The main blocker to being able to run integration tests against a live GCP in any kind of automated fashion is cost: we'd have to get Google (or someone else) to sponsor us with GCP credits.
I think we could simply provide support first for anyone who have their own TraviCI copy (and own project in GCP). I guess all contributors work in some companies and can use some GCP projects of their own, or create a new one - those will be cents rather than dollars for their use even if you run IT with every push. We can make it so that it will be super-easy to set it up - add credentials as secrets in Travis CI with certain environment variables, and in case those variables are set we will automatically run all integration tests automatically in CI script.
Then when we see the usefulness of it we can start discussion (with Google for example) about some credits for shared project/main repo. I think it might be super useful and people might actually start using it for other operators if it will be that easy to setup.

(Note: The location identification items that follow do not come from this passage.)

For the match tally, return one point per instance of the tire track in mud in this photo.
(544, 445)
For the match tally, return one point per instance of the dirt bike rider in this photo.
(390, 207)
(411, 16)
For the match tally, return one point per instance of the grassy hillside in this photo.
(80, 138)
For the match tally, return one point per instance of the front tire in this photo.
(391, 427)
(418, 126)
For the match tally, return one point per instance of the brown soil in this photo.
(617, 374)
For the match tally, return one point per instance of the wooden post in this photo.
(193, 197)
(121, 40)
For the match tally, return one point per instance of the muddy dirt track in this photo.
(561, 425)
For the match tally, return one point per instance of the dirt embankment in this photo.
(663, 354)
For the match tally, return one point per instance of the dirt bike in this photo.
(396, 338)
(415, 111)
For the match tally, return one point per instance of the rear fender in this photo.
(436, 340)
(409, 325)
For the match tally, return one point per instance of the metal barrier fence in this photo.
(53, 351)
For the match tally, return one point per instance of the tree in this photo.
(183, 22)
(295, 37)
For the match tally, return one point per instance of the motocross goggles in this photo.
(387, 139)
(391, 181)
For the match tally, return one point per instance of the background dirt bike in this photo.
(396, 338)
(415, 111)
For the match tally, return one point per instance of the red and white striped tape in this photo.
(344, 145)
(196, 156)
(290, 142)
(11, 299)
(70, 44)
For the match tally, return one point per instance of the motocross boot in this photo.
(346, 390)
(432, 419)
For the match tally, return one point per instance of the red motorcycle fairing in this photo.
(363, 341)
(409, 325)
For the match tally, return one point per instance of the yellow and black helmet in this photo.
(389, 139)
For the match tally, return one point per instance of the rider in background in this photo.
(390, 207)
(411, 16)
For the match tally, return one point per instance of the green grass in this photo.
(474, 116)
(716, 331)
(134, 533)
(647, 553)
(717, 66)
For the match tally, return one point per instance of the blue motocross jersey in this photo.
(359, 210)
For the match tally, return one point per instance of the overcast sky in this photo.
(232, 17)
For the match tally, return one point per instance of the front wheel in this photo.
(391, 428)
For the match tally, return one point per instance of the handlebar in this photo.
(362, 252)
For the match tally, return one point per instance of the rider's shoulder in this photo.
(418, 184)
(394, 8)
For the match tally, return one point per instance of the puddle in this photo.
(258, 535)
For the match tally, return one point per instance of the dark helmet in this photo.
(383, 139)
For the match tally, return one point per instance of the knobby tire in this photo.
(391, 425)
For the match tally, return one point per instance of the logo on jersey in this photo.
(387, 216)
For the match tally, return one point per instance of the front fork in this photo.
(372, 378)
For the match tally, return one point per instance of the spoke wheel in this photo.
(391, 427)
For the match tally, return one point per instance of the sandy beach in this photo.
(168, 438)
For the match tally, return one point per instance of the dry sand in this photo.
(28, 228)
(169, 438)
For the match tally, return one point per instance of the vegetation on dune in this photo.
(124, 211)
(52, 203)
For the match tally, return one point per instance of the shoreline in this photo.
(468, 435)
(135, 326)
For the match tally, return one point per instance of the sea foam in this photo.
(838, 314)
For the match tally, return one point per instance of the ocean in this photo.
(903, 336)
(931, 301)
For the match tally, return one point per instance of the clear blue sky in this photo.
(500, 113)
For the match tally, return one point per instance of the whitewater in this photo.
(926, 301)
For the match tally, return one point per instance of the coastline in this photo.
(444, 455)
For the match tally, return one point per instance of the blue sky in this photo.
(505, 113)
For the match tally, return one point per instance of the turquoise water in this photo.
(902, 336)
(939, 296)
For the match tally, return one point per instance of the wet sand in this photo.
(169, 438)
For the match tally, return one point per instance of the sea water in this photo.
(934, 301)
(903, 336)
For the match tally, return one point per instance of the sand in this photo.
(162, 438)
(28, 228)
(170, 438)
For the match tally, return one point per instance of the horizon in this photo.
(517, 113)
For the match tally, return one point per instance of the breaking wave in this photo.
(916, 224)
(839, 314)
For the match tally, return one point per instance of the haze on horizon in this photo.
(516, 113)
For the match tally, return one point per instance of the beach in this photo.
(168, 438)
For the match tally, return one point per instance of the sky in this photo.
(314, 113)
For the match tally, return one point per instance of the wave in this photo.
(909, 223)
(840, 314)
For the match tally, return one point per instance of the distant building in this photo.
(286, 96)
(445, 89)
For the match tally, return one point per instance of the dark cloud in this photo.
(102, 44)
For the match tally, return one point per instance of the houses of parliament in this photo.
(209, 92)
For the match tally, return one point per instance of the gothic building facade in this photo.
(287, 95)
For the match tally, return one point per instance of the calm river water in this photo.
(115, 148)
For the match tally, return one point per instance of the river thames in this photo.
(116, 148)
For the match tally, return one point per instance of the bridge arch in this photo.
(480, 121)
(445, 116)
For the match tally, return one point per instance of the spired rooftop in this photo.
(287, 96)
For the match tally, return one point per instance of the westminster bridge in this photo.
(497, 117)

This is also related to AIP-10 Multi-layered and multi-stage official Airflow CI image and AIP-7 Simplified development workflow. I ported the GCP-independent parts of Airflow Breeze into apache airflow as part of AIP-10 addressing most of the AIP-7 needs. The idea is that we could then refactor the GCP based solution to use the official image - same as used in Travis CI builds and build on top of that. I will resume working on this once (hopefully ) AIP-10 is implemented.